We love this soup and eat it regularly since introduced to it by our friend Leslie!

2 cups spit red lentils
1 T turmeric
4 T butter
Salt
1 large onion, finely diced, about 2 cups
2 t ground cumin
1.5 t mustard seeds of 1 t ground mustard
1 bunch chopped cilantro
juice of 3 limes
1 large bunch kale (we use kale; Deborah suggests spinach)
1 cup cooked rice
4-6 T yogurt

Put lentils in a soup pot with 2 1/2 quarts of water, turmeric, 1 T of better, and 1 T salt. Bring to a boil, then lower the heat and simmer, covered until the lentils are soft, about 20 minutes.

While soup is cooking, prepare in skillet, the onions in 2 T of remaining butter with cumin and mustard. When soft, add cilantro and cook another minute. Add this to soup then add juice of 2 limes. Just before serving, saute kale or spinach in skillet with remaining T of butter, and add to soup. Adjust salt and serve over rice. Optional dollup of yogurt in your bowl, also optional vinegar from your jar of pickled jalapenos.

Elsie Peterson’s pie crust

The same pastry blender and rolling pin I've had since age 18

When I left home for college at age 18, my mom made sure I first knew how to make a good pie crust.  She sent me off with a pie pan, rolling pin, bowls, measuring devices and a pastry blender.  She has always been know for making great pies.  Here is her pie crust, which is as much about the process as the ingredients.

Ingredients

For each crust (an open topped pumpkin pie has one crust.  A closed topped apple pie has two.)

1 cup unbleached white flour

1/3 cup butter

1 t salt

approximately 2 T to 1/4 cup cold water.

The process:

Mix the flour and salt in a bowl.  Measure the butter but only add half or a bit more than half of it.  Cut half the butter into the flour using a pastry blender, until it is very thoroughly mixed in.  Now add the second half of the butter and mix it in with the pastry blender a little less thoroughly.  The resulting mixture of flour and butter might have little chunks the size of a split pea.
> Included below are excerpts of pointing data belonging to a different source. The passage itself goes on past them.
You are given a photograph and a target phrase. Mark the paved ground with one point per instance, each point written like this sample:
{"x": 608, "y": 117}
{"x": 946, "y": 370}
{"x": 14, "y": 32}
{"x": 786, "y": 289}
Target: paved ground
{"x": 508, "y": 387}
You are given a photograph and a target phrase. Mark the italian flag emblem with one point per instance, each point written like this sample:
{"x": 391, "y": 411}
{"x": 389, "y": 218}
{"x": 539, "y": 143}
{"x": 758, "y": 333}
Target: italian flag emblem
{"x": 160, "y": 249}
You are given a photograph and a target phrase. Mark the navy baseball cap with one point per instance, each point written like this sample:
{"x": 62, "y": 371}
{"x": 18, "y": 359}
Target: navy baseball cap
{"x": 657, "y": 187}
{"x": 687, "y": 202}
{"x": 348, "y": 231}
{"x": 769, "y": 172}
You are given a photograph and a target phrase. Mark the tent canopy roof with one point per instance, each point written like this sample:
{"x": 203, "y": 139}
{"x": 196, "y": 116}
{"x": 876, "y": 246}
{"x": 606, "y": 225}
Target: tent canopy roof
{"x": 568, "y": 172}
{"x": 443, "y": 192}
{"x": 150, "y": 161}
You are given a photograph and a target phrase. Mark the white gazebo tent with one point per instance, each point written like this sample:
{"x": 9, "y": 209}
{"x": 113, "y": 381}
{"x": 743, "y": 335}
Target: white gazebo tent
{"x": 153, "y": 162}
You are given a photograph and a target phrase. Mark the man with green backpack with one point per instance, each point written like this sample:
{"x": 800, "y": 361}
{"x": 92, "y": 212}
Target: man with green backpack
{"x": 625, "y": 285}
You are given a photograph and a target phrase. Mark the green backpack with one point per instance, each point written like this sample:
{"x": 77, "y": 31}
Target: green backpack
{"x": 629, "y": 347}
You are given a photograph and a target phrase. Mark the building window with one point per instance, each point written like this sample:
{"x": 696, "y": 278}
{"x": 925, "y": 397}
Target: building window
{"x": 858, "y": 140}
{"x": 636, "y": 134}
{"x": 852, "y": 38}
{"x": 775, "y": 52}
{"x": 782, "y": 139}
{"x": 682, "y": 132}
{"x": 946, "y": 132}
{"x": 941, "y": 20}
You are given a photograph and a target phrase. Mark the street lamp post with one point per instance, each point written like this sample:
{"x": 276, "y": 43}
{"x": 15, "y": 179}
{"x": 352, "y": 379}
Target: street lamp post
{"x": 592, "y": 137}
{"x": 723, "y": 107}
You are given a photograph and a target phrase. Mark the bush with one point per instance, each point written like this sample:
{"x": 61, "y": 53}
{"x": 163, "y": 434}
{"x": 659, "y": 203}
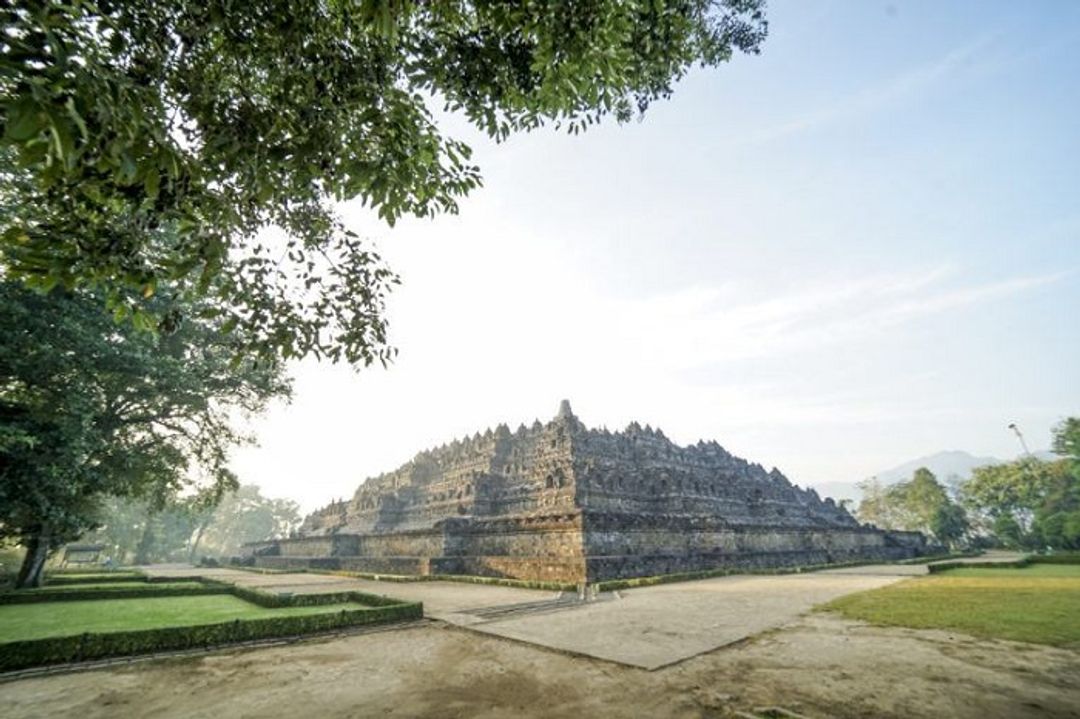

When the mixture has reached the consistency described above add the water.  You want to stir/knead/mix as little as possible.  So quickly mix, with your hand, the water with the flower/butter mixture.  The right amount of water results in a dough that holds together and is not sticky, or is just a tiny bit sticky.  As soon as it holds together stop mixing and roll it out and put it in the pie pan.

Yummy Beans

1 pound beans

2 cloves minced garlic

grated ginger equal in volume to minced garlic

Sesame oil or olive oil

1/3 cup sesame seeds

Salt or tamari to taste

Option A (beans are softer) Steam beans, then saute quickly in skillet or wok with oil garlic, ginger, and sesame seeds, add tamari or salt last.

Option B Start with raw beans in skillet or wok, add garlic, etc. when beans are most of the way cooked.